Quick Links

Re: [HACKERS] Some progress on INSERT/SELECT/GROUP BY bugs

Lists:	pgsql-hackers

From:	Tom Lane <tgl(at)sss(dot)pgh(dot)pa(dot)us>
To:	Bruce Momjian <maillist(at)candle(dot)pha(dot)pa(dot)us>
Cc:	pgsql-hackers(at)postgreSQL(dot)org
Subject:	Re: [HACKERS] Some progress on INSERT/SELECT/GROUP BY bugs
Date:	1999-07-07 13:54:11
Message-ID:	25813.931355651@sss.pgh.pa.us
Views:	Raw Message \| Whole Thread \| Download mbox \| Resend email
Lists:	pgsql-hackers

Bruce Momjian <maillist(at)candle(dot)pha(dot)pa(dot)us> writes:
> Tom, was this done?

This is not done --- I wasn't willing to try to do such a thing by
myself when we were already in 6.5 beta. It's on my todo list for 6.6.

6.5 fails in a different way than 6.4 did, for reasons that I don't
recall offhand, but the only real fix is to restructure the analyzer.

regards, tom lane

>> I believe I've identified the main cause of the peculiar behavior we
>> are seeing with INSERT ... SELECT ... GROUP/ORDER BY: it's a subtle
>> parser bug.
>>
>> Here is the test case I'm looking at:
>>
>> CREATE TABLE si_tmpverifyaccountbalances (
>> type int4 NOT NULL,
>> memberid int4 NOT NULL,
>> categoriesid int4 NOT NULL,
>> amount numeric);
>>
>> CREATE TABLE invoicelinedetails (
>> invoiceid int4,
>> memberid int4,
>> totshippinghandling numeric,
>> invoicelinesid int4);
>>
>> INSERT INTO si_tmpverifyaccountbalances SELECT invoiceid+3,
>> memberid, 1, totshippinghandling FROM invoicelinedetails
>> GROUP BY invoiceid+3, memberid, totshippinghandling;
>>
>> ERROR: INSERT has more expressions than target columns
>>
>> The reason this is coming out is that the matching of GROUP BY (also
>> ORDER BY) items to targetlist entries is fundamentally broken in this
>> context. The GROUP BY items "memberid" and "totshippinghandling" are
>> simply unvarnished Ident nodes when they arrive at findTargetlistEntry()
>> in parse_clause.c; what findTargetlistEntry() does with them is to try
>> to match them against the resdom names of the existing targetlist items.
>> I think that's correct behavior in the plain SELECT case (but note it
>> means "SELECT a AS b, b AS c GROUP BY b" will really group by a not b
>> --- is that per spec??).

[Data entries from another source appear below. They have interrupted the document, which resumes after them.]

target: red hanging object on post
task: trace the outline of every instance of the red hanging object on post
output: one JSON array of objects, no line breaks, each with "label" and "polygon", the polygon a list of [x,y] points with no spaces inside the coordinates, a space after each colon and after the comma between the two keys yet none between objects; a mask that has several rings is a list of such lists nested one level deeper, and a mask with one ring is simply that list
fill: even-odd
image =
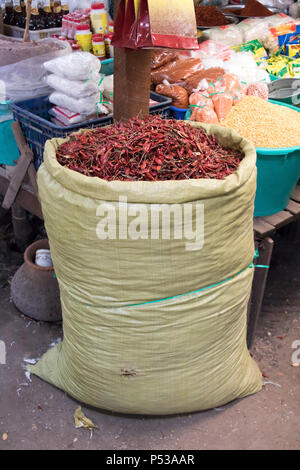
[{"label": "red hanging object on post", "polygon": [[128,49],[197,49],[193,0],[121,0],[112,44]]}]

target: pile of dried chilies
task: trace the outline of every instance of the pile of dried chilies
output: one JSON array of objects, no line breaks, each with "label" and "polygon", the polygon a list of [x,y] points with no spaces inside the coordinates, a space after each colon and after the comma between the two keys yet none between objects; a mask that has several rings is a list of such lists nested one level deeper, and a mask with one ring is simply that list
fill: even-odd
[{"label": "pile of dried chilies", "polygon": [[160,116],[74,134],[57,149],[61,165],[107,181],[223,179],[243,156],[201,128]]}]

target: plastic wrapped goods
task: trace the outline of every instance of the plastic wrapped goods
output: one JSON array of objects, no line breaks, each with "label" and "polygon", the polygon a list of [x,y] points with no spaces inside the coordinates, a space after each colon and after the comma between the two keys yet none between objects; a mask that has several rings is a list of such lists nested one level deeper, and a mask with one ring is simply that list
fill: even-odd
[{"label": "plastic wrapped goods", "polygon": [[205,122],[207,124],[218,124],[218,116],[211,106],[195,108],[191,115],[192,121]]},{"label": "plastic wrapped goods", "polygon": [[23,62],[27,59],[32,59],[31,64],[34,66],[38,56],[43,56],[44,60],[50,60],[70,52],[71,46],[68,42],[58,41],[54,38],[24,42],[22,39],[0,34],[0,67]]},{"label": "plastic wrapped goods", "polygon": [[53,58],[67,57],[71,46],[67,41],[57,39],[43,39],[40,43],[55,43],[57,48],[46,54],[0,67],[0,79],[5,84],[6,100],[20,101],[51,93],[51,88],[45,81],[47,72],[43,64]]},{"label": "plastic wrapped goods", "polygon": [[230,60],[224,62],[223,67],[227,73],[237,75],[246,85],[262,80],[270,83],[269,74],[258,67],[252,52],[236,52]]},{"label": "plastic wrapped goods", "polygon": [[69,80],[86,80],[100,72],[101,62],[93,54],[79,51],[45,62],[44,67],[48,72]]},{"label": "plastic wrapped goods", "polygon": [[180,85],[157,85],[156,93],[172,98],[172,106],[186,109],[189,104],[188,92]]},{"label": "plastic wrapped goods", "polygon": [[169,83],[180,83],[189,78],[194,73],[203,69],[200,59],[179,59],[169,64],[151,71],[151,81],[158,85],[164,80]]},{"label": "plastic wrapped goods", "polygon": [[233,95],[231,93],[217,93],[212,96],[214,109],[219,122],[226,118],[233,106]]},{"label": "plastic wrapped goods", "polygon": [[151,55],[151,69],[157,69],[177,59],[178,54],[175,51],[168,49],[153,50]]},{"label": "plastic wrapped goods", "polygon": [[47,76],[46,81],[54,90],[65,93],[73,98],[85,98],[104,90],[103,81],[100,83],[99,75],[88,80],[79,81],[50,74]]},{"label": "plastic wrapped goods", "polygon": [[78,122],[87,121],[89,119],[96,119],[97,114],[79,114],[69,111],[66,108],[61,108],[59,106],[54,106],[49,110],[50,116],[52,116],[52,121],[61,126],[72,126]]},{"label": "plastic wrapped goods", "polygon": [[269,21],[265,18],[249,18],[241,21],[238,27],[243,35],[243,43],[253,39],[263,41],[269,32]]},{"label": "plastic wrapped goods", "polygon": [[99,114],[108,114],[108,109],[100,102],[100,93],[78,99],[60,93],[59,91],[54,91],[49,96],[49,101],[56,106],[61,106],[74,113],[92,114],[98,111]]},{"label": "plastic wrapped goods", "polygon": [[264,82],[252,83],[247,88],[247,95],[259,96],[260,98],[267,100],[269,98],[269,88]]},{"label": "plastic wrapped goods", "polygon": [[194,73],[190,78],[187,78],[183,86],[189,94],[194,91],[203,89],[201,88],[201,83],[203,80],[207,82],[216,82],[219,78],[224,75],[224,69],[221,67],[212,67],[207,70],[202,70],[200,72]]},{"label": "plastic wrapped goods", "polygon": [[243,34],[237,25],[207,29],[203,31],[203,38],[212,39],[226,46],[236,46],[243,42]]}]

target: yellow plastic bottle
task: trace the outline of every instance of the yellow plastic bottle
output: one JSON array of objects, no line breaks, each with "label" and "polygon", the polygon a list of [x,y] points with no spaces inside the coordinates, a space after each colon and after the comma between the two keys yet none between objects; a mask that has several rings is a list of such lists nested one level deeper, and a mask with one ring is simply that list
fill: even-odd
[{"label": "yellow plastic bottle", "polygon": [[108,28],[107,12],[104,3],[91,6],[91,24],[94,34],[103,34]]}]

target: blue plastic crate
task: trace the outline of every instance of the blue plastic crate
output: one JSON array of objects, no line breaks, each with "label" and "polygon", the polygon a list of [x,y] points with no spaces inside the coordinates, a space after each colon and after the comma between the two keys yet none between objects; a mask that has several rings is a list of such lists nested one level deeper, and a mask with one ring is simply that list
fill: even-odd
[{"label": "blue plastic crate", "polygon": [[[171,98],[150,92],[150,98],[158,104],[150,106],[150,114],[160,114],[164,118],[170,117]],[[19,121],[28,145],[34,155],[35,168],[41,165],[45,143],[49,139],[66,137],[79,129],[108,126],[113,123],[112,114],[90,121],[80,122],[72,126],[57,126],[50,120],[48,111],[53,105],[48,96],[19,101],[11,105],[15,121]]]}]

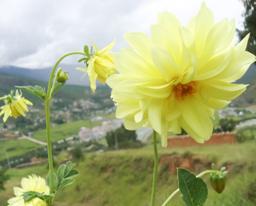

But it fails miserably in the INSERT/SELECT
>> case, because by the time control gets here, the targetlist items have
>> been given resdom names *corresponding to the column names of the target
>> table*.
>>
>> So, in the example at hand, "memberid" is matched to the correct column
>> by pure luck (because it has the same name in the destination table),
>> and then "totshippinghandling" is not recognized as one of the existing
>> TLEs because it does not match any destination column name.
>>
>> Now, call me silly, but it seems to me that SELECT ... GROUP BY ought
>> to mean the same thing no matter whether there is an INSERT in front of
>> it or not, and thus that letting target column names affect the meaning
>> of GROUP BY items is dead wrong. (Don't have a spec to check this with,
>> however.)
>>
>> I believe the most reasonable fix for this is to postpone relabeling
>> of the targetlist entries with destination column names until after
>> analysis of the SELECT's subsidiary clauses is complete. In particular,
>> it should *not* be done instantly when each TLE is made, which is what
>> MakeTargetEntryIdent currently does. The TLEs should have the same
>> resnames as in the SELECT case until after subsidiary clause processing
>> is done.
>>
>> (MakeTargetEntryIdent is broken anyway because it tries to associate
>> a destination column with every TLE, even the resjunk ones. The reason
>> we see the quoted error message in this situation is that after
>> findTargetlistEntry fails to detect that totshippinghandling is already
>> a TLE, it calls MakeTargetEntryIdent to make a junk TLE for
>> totshippinghandling, and then MakeTargetEntryIdent tries to find a
>> target column to go with the junk TLE. So the revised code should only
>> assign dest column names to non-junk TLEs.)
>>
>> I'm not really familiar enough with the parser to want to tackle this
>> size of change by myself --- Thomas, do you want to do it? I think it's
>> largely a matter of moving code around, but I'm not sure where is the
>> right place for it...
>>
>> regards, tom lane
>>
>>

> --
> Bruce Momjian | http://www.op.net/~candle
> maillist(at)candle(dot)pha(dot)pa(dot)us | (610) 853-3000
> + If your life is a hard drive, | 830 Blythe Avenue
> + Christ can be your backup. | Drexel Hill, Pennsylvania 19026

From:	Bruce Momjian <maillist(at)candle(dot)pha(dot)pa(dot)us>
To:	Tom Lane <tgl(at)sss(dot)pgh(dot)pa(dot)us>
Cc:	pgsql-hackers(at)postgreSQL(dot)org
Subject:	Re: [HACKERS] Some progress on INSERT/SELECT/GROUP BY bugs
Date:	1999-07-07 16:36:33
Message-ID:	199907071636.MAA01188@candle.pha.pa.us
Views:	Raw Message \| Whole Thread \| Download mbox \| Resend email
Lists:	pgsql-hackers

> Bruce Momjian <maillist(at)candle(dot)pha(dot)pa(dot)us> writes:
> > Tom, was this done?
>
> This is not done --- I wasn't willing to try to do such a thing by
> myself when we were already in 6.5 beta. It's on my todo list for 6.6.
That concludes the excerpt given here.